Of course, I knew that what she wanted him to do was for his benefit, not to help her organize her junk drawer, but what I also knew was that Dad hated junk and that he hated to do things that he saw as a waste of time. The OT had not explained to him why he was supported to perform the task. I tried to explain it to him, but he was way past the point of listening at that point; he just wanted to get done with what he saw as the worthless job she had given him so he could get the hell out of there.

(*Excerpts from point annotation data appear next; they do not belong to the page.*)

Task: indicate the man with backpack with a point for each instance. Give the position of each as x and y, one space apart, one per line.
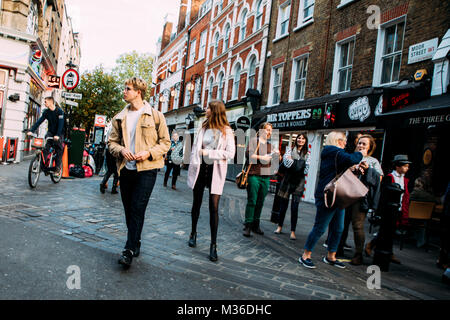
139 139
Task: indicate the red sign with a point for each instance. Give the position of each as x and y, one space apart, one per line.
70 79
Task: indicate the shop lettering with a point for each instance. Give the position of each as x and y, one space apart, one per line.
359 109
288 116
430 119
396 100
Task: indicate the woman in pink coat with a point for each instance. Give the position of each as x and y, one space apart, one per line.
212 147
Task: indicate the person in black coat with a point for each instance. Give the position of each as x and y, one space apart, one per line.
334 160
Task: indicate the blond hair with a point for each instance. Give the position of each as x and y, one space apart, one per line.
138 84
333 138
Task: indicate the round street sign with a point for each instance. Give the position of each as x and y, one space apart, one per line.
70 79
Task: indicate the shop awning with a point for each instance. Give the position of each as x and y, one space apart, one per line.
433 111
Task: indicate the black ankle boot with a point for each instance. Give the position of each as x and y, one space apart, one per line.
193 240
256 229
213 252
247 230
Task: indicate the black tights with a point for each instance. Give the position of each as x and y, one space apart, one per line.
203 181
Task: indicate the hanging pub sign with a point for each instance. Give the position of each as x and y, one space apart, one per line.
358 111
54 82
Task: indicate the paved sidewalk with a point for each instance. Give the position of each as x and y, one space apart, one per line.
265 267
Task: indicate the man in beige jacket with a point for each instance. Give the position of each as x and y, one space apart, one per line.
139 139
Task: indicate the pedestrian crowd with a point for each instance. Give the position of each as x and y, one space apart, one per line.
141 145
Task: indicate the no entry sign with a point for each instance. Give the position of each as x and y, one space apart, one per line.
70 79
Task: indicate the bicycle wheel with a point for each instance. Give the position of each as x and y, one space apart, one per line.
34 171
56 177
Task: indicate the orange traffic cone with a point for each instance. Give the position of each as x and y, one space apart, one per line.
66 164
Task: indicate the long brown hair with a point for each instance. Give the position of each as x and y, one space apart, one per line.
218 119
304 150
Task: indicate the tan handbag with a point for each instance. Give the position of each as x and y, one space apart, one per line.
344 190
242 177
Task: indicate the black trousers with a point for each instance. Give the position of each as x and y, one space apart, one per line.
111 169
176 172
135 190
204 180
57 146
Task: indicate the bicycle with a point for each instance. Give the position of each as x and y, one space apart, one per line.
39 163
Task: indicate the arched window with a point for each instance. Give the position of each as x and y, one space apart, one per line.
243 24
252 73
236 80
226 41
259 12
221 86
216 45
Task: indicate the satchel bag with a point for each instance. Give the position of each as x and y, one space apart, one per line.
242 177
344 190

After about five minutes, the OT turned around and saw that Dad hadn’t started on the activity. She came back over to us, and I waited to see what would be communicated between the two of them. “Bill,” she said, annoying me with her assumed familiarity, “What did I tell you to do?” And then I was annoyed with her tone and her attitude. Dad, in maybe the first time in my life that I’d ever seen him do such a thing, offered an excuse to get out of doing the work: “I have to go to the bathroom, and I have a headache,” he told her.

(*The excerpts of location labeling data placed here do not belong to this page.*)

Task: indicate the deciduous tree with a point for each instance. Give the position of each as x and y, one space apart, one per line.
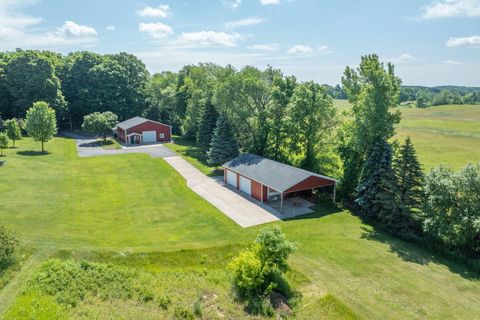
206 128
41 123
13 130
312 119
373 91
3 142
100 123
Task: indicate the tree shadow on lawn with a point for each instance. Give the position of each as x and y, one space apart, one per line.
97 144
193 151
31 153
413 252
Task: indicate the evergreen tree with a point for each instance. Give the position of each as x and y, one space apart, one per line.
224 146
207 125
410 177
378 196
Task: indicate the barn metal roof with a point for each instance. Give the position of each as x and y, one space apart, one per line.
135 121
276 175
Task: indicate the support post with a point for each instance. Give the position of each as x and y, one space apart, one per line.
281 202
334 192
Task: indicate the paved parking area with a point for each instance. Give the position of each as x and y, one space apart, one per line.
239 209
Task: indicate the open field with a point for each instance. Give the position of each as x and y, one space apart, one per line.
447 135
135 211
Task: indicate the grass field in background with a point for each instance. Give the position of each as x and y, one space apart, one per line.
135 211
448 135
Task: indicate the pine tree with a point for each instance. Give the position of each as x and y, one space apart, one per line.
224 146
207 125
410 177
378 196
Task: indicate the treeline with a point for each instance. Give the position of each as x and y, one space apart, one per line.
74 85
269 113
441 95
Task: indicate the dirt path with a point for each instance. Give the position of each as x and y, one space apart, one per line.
19 280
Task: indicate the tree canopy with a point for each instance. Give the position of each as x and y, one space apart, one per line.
41 122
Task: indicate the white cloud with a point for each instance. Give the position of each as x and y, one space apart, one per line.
209 38
452 62
451 8
463 41
300 49
18 29
264 47
155 30
162 11
244 22
232 4
268 2
403 58
71 29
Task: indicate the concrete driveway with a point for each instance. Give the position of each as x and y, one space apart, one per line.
86 147
239 209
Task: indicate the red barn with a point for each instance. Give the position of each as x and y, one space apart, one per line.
262 178
139 130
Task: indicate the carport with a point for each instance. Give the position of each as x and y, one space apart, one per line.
267 180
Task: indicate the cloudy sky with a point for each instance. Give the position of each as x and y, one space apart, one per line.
430 42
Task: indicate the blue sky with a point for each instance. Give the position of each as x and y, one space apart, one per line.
430 42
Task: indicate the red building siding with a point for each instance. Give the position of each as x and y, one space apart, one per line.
256 190
121 134
309 183
148 126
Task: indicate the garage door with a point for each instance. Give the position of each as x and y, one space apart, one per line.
246 185
149 136
232 178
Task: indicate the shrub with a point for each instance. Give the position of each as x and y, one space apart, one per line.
248 273
183 314
8 243
69 282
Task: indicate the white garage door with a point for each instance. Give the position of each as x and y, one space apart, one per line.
149 136
232 178
246 185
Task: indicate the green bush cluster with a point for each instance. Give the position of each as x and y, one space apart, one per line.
70 281
259 270
8 243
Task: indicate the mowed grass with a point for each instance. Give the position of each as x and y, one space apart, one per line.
448 135
136 211
125 202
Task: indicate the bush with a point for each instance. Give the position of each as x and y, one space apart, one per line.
8 243
183 314
32 305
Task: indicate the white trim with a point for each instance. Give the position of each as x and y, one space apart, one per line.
146 120
314 174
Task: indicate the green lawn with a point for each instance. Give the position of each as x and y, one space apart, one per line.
188 150
447 135
135 211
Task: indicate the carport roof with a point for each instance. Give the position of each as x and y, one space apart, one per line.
135 121
276 175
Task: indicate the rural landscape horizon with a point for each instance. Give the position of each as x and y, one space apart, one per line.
239 159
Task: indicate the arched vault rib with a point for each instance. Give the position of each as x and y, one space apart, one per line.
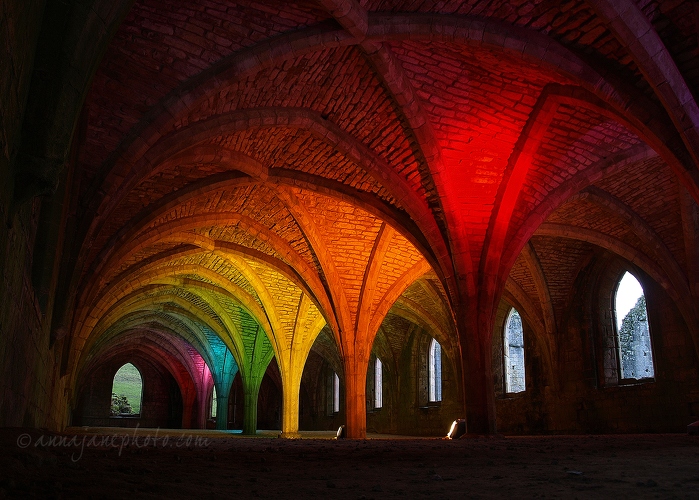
145 320
355 19
137 304
594 173
639 37
541 49
675 286
518 167
176 231
247 119
156 273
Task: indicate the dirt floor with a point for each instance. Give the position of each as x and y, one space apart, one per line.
149 463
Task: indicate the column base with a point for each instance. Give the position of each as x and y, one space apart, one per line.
289 435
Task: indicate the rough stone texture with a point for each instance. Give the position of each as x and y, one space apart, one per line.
240 177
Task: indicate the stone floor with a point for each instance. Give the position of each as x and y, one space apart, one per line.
150 463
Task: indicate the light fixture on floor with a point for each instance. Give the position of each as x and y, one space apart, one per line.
457 429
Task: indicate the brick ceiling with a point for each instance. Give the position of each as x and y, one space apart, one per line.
317 161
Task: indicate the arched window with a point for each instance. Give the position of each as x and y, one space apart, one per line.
633 333
336 393
513 344
435 371
127 391
214 403
378 383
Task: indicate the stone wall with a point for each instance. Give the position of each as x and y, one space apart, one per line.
161 405
589 397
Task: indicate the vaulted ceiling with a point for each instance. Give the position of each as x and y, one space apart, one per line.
247 167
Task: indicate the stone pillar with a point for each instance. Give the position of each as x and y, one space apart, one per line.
355 397
291 387
222 411
479 392
250 409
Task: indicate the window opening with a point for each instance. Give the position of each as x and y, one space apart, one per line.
633 332
514 353
127 391
378 384
336 393
214 403
435 372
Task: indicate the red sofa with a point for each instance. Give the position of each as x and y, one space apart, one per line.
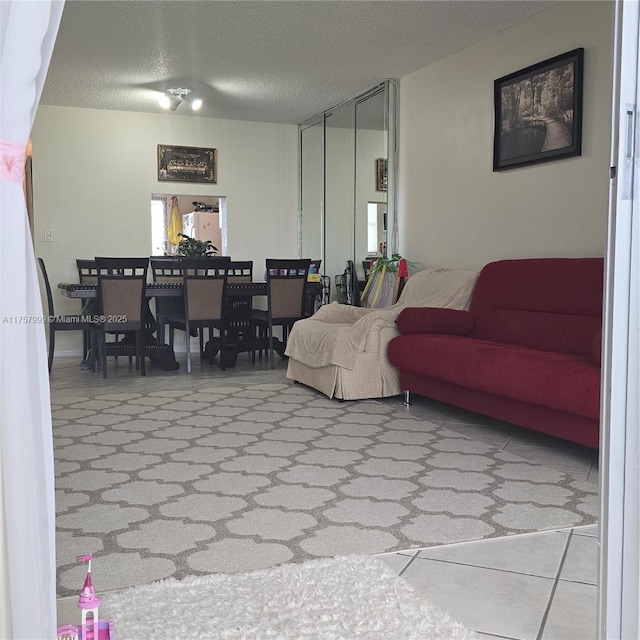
527 351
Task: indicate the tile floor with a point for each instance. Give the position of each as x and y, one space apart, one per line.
539 586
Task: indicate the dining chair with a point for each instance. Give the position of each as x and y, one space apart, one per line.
314 266
87 274
238 308
166 269
204 288
122 309
76 322
286 289
240 271
87 271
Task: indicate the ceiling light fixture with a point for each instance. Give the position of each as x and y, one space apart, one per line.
172 99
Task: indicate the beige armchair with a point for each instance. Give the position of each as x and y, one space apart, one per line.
342 350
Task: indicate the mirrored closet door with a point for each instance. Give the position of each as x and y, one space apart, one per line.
347 181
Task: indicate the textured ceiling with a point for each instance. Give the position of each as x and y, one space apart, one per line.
263 60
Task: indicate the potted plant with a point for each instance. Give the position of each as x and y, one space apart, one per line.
191 248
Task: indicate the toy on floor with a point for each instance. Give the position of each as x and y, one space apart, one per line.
92 627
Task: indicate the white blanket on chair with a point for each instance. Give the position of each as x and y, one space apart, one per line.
336 333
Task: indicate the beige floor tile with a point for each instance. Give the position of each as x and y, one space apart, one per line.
572 615
581 563
395 561
538 554
484 600
68 611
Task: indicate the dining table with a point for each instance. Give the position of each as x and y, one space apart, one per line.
238 338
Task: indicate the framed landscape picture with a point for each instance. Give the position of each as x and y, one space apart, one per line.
186 164
538 112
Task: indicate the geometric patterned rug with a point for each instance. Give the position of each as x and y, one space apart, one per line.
238 477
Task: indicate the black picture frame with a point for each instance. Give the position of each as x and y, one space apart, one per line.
187 164
538 112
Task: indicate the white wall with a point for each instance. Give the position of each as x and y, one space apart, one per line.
94 172
453 209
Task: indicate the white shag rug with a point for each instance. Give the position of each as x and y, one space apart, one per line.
328 599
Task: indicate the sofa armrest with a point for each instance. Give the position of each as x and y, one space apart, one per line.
435 320
596 347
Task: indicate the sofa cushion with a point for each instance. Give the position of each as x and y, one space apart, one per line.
553 304
560 381
434 320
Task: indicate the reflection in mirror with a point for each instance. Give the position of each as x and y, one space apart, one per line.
339 188
376 229
311 189
344 153
370 194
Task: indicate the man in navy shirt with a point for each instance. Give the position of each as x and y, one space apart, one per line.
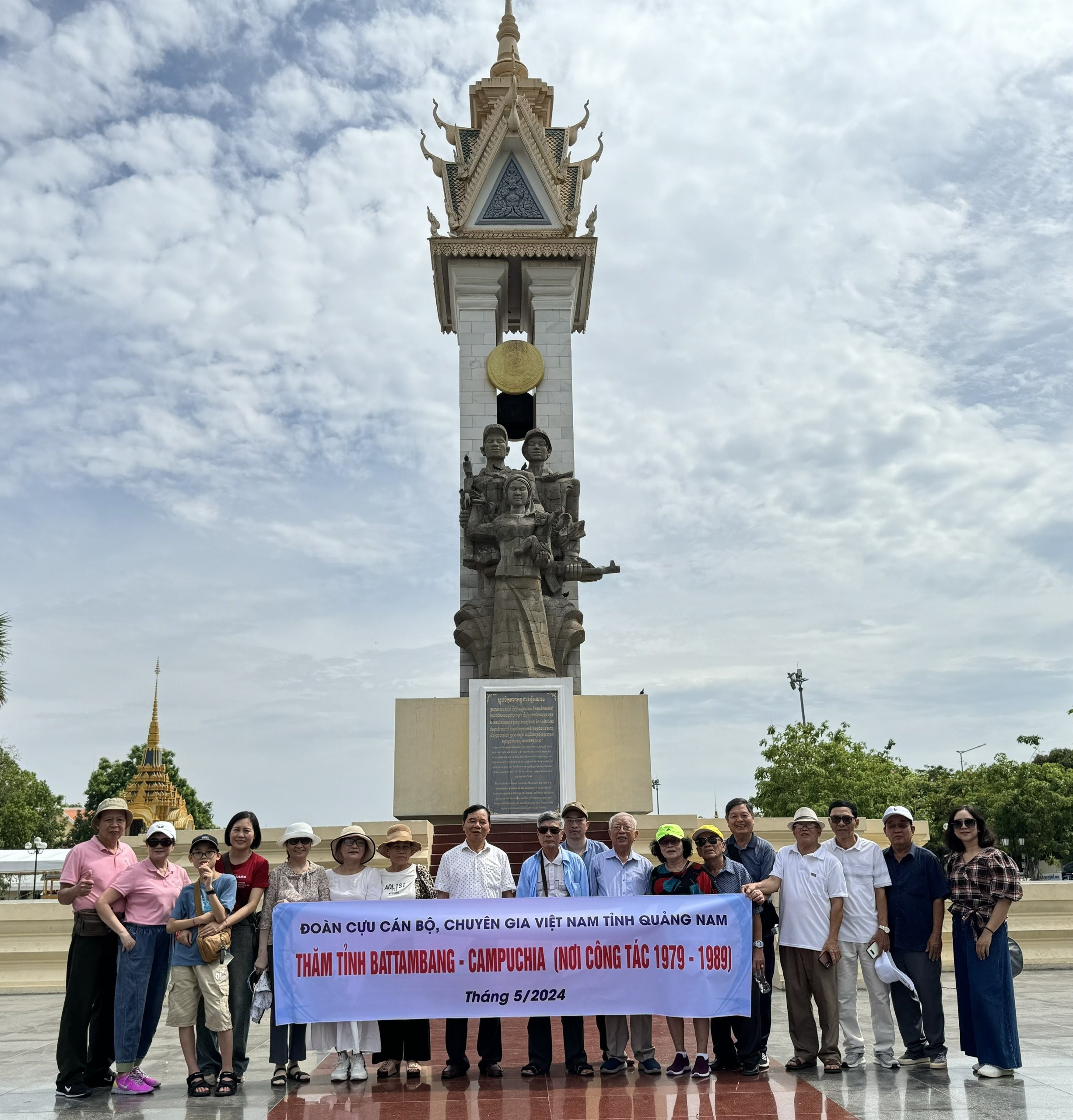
915 913
757 856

She seemed all-too-eager to take the bait. “Oh, no problem,” she told him. “We can go back to your room so you can use the restroom in there and then you can take a break.”
“Take a break from what – sitting on the sidelines with a task he sees as a complete waste of time while you chat it up with another patient??” I wanted to yell at her. I knew what Dad was doing, but I also knew from past experience since he’d been sick that if I started raising a stink it would either embarrass him or scare him or both.
I tell this story to the OT students now because I want them to see the big picture in the interventions they provide for their patients. “Always connect the dots for the patient and for their caregivers,” I tell them. “Don’t leave them to wonder why you are asking them to do something. Talk to them about what their priorities are; explain the purpose of the activity and clearly identify what the patient will gain by putting forth effort in the session. Find out what their carrot is - what motivates and interests them - and incorporate that into your treatment plan.”
There are several more clinical pearls that can be taken from this story, too, lessons that I think are important for healthcare professionals to know. Through telling stories about people with injuries or illness like my dad, I hope to cultivate the compassion these students have so that they are able to connect the dots to effectively serve the needs of their patients for many years to come.